I would like to extract file name without extension from an url:

<XML>
 <ITEM>
   <IMGURL>https://imgurl.com/1240000101.jpeg</IMGURL>
 </ITEM> 
 <ITEM>
   <IMGURL>https://imgurl.com/1255500101.jpeg</IMGURL>
 </ITEM> 
</XML>

I searched, but I found only methods for extracting filename with extension "1240000101.jpeg". I would like to output the filename only without any extension.

Example output:

1240000101
1255500101

I already tried to write this XSLT:

<xsl:stylesheet version="2.0" xmlns:xsl="http://www.w3.org/1999/XSL/Transform">  
<xsl:output method="text" omit-xml-declaration="yes" />

<xsl:template match="XML">
        <xsl:for-each select="ITEM">
        <xsl:value-of select="IMGURL" />
       <xsl:text>&#xa;</xsl:text>
      </xsl:for-each>
</xsl:template>

</xsl:stylesheet>

This extracts the whole URL. I found a working regex which captures the filename only: ([^\/]+)(?=\.\w+$), this would be great, but I don't know how to combine with code above.
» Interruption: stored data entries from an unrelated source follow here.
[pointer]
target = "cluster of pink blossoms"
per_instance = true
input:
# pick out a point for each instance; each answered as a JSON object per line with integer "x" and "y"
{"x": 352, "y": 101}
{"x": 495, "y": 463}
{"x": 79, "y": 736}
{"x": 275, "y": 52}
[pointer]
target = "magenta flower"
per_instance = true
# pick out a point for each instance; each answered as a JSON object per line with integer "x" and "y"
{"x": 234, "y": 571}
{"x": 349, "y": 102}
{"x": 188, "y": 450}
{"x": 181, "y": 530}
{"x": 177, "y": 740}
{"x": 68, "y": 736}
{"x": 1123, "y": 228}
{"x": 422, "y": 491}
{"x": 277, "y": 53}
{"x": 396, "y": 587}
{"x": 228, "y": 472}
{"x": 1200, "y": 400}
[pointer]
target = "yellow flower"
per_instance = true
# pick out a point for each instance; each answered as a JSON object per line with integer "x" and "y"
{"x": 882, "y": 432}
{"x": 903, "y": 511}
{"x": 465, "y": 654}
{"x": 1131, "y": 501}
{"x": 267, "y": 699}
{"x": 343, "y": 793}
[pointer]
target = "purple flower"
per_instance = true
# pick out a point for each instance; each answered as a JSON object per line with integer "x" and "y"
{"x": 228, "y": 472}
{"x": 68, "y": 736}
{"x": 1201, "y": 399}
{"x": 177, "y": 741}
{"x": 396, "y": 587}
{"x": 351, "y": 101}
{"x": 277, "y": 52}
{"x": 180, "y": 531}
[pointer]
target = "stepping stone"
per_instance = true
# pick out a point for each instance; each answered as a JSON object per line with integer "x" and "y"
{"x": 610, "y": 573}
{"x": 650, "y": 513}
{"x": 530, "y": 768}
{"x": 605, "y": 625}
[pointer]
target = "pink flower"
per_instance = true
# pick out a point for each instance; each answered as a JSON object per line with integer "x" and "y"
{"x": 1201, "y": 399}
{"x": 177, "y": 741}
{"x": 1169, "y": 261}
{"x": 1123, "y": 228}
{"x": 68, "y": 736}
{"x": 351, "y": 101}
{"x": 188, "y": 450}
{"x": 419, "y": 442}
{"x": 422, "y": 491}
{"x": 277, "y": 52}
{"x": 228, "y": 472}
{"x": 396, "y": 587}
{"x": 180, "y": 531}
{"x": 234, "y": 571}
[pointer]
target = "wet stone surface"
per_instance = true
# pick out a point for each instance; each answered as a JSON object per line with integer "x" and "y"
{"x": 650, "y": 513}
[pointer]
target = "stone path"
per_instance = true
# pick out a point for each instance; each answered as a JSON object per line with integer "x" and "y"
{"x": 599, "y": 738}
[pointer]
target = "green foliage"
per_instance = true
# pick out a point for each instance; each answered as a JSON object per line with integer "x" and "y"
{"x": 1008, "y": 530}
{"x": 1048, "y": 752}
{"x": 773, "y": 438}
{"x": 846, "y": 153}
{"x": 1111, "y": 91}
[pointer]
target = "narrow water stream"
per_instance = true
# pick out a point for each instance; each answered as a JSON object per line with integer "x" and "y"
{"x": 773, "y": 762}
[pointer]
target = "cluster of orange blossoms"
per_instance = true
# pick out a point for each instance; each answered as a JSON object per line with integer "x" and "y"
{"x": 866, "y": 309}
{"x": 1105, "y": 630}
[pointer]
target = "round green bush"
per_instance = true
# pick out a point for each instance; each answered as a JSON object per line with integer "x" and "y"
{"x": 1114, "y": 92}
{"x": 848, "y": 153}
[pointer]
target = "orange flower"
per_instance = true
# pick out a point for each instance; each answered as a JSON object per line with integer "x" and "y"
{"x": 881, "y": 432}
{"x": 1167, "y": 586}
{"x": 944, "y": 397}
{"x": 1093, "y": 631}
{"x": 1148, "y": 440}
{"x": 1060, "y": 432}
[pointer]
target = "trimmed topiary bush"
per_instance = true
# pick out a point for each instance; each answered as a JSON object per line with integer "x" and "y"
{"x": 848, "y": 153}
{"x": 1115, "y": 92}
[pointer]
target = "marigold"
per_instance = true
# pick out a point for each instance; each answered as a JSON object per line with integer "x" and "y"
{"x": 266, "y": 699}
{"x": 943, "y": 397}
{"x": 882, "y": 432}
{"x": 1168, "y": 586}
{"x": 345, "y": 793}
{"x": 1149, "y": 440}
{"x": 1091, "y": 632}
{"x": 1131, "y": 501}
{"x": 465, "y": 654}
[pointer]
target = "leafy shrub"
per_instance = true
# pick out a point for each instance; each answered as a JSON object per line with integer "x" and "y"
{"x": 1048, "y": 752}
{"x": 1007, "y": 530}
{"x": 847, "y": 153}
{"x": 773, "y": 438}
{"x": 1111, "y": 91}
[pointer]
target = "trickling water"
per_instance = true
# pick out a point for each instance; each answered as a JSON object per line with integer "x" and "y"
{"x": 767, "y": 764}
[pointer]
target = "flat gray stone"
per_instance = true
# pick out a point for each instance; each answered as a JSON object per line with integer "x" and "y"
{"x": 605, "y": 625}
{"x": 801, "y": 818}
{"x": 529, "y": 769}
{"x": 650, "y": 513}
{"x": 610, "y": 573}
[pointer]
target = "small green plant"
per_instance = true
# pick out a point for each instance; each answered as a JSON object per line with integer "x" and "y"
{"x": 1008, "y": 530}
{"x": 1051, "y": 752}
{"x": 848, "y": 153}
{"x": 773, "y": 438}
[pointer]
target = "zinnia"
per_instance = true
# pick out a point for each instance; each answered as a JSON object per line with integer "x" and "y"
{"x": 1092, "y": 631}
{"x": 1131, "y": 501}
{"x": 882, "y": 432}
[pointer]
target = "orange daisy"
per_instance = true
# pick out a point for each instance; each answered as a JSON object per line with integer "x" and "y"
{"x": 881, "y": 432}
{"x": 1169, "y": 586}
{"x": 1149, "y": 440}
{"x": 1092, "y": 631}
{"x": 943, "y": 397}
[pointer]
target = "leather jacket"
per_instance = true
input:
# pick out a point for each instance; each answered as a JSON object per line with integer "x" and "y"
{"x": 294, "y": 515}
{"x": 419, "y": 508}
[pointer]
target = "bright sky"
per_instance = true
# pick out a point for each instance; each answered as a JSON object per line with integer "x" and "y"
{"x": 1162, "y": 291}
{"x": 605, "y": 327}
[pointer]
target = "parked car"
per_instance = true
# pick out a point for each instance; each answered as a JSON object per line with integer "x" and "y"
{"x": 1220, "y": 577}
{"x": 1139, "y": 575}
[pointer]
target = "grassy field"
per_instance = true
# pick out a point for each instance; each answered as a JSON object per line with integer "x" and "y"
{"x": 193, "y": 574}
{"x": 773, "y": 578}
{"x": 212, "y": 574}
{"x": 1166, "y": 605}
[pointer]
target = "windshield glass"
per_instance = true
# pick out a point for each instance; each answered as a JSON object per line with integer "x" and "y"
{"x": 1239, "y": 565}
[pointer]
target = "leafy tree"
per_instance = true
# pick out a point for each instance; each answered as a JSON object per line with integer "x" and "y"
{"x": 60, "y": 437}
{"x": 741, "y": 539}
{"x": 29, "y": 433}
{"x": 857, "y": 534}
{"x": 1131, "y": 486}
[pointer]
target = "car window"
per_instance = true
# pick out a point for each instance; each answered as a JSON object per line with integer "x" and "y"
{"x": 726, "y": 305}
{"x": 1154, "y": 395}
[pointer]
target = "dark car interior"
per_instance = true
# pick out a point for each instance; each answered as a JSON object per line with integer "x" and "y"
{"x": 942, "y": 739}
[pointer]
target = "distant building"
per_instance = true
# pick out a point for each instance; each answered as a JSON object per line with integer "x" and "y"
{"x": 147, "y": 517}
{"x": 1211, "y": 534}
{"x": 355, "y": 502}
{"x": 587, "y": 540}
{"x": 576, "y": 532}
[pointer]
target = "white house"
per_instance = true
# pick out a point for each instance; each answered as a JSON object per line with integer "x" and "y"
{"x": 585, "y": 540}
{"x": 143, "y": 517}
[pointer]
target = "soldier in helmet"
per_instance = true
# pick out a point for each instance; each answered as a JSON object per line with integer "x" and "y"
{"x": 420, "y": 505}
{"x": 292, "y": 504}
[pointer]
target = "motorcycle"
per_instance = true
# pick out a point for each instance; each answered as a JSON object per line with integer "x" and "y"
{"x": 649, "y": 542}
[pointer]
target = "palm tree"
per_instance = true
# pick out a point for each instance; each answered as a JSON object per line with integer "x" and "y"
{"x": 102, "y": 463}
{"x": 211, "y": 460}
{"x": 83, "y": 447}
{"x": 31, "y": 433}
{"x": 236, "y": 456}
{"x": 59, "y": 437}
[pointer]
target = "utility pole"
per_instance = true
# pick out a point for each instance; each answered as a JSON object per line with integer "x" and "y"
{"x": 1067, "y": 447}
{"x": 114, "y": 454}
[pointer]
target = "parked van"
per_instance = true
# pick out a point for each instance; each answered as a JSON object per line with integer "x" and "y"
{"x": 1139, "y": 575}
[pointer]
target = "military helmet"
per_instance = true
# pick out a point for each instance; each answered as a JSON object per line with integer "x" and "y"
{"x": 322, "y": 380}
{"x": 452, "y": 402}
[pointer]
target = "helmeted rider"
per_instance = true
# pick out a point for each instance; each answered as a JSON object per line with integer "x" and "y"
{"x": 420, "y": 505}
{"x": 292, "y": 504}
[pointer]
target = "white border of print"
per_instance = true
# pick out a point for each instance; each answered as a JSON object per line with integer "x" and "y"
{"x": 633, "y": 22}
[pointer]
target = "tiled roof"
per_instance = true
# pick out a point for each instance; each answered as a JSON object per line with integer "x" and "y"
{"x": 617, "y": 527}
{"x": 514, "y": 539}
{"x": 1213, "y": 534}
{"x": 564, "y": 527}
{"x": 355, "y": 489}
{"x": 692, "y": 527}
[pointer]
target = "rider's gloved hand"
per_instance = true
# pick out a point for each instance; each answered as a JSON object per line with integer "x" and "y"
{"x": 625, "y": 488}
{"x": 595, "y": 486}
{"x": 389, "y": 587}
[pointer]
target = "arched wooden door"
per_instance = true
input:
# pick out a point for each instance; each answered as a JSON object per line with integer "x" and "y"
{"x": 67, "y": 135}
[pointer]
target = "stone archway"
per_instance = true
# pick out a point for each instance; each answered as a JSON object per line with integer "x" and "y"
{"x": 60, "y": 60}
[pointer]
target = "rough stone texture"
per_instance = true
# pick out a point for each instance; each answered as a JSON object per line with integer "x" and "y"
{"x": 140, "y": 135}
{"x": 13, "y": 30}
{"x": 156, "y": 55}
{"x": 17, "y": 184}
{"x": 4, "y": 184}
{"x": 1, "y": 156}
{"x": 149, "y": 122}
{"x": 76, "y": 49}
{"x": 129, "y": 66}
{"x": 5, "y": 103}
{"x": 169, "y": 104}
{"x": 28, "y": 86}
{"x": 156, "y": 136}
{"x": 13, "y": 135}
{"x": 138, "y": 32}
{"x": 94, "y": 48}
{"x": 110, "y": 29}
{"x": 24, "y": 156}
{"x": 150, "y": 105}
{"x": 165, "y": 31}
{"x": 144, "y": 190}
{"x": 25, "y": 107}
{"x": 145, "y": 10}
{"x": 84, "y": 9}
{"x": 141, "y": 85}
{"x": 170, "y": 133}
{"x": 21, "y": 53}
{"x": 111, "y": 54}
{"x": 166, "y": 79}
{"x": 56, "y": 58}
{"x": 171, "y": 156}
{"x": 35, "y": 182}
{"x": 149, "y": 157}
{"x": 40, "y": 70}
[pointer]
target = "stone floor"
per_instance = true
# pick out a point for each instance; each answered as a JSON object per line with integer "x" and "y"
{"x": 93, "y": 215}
Can you point me to the right direction?

Answer 1

How about:

XSLT 2.0

<xsl:stylesheet version="2.0" 
xmlns:xsl="http://www.w3.org/1999/XSL/Transform">  
<xsl:output method="text"  />

<xsl:template match="/XML">
    <xsl:for-each select="ITEM">
        <xsl:value-of select="tokenize(IMGURL, '\.|/')[last() - 1]" />
        <xsl:text>&#xa;</xsl:text>
    </xsl:for-each>
</xsl:template>

</xsl:stylesheet>

---

Demo: http://xsltransform.hikmatu.com/94hvTyS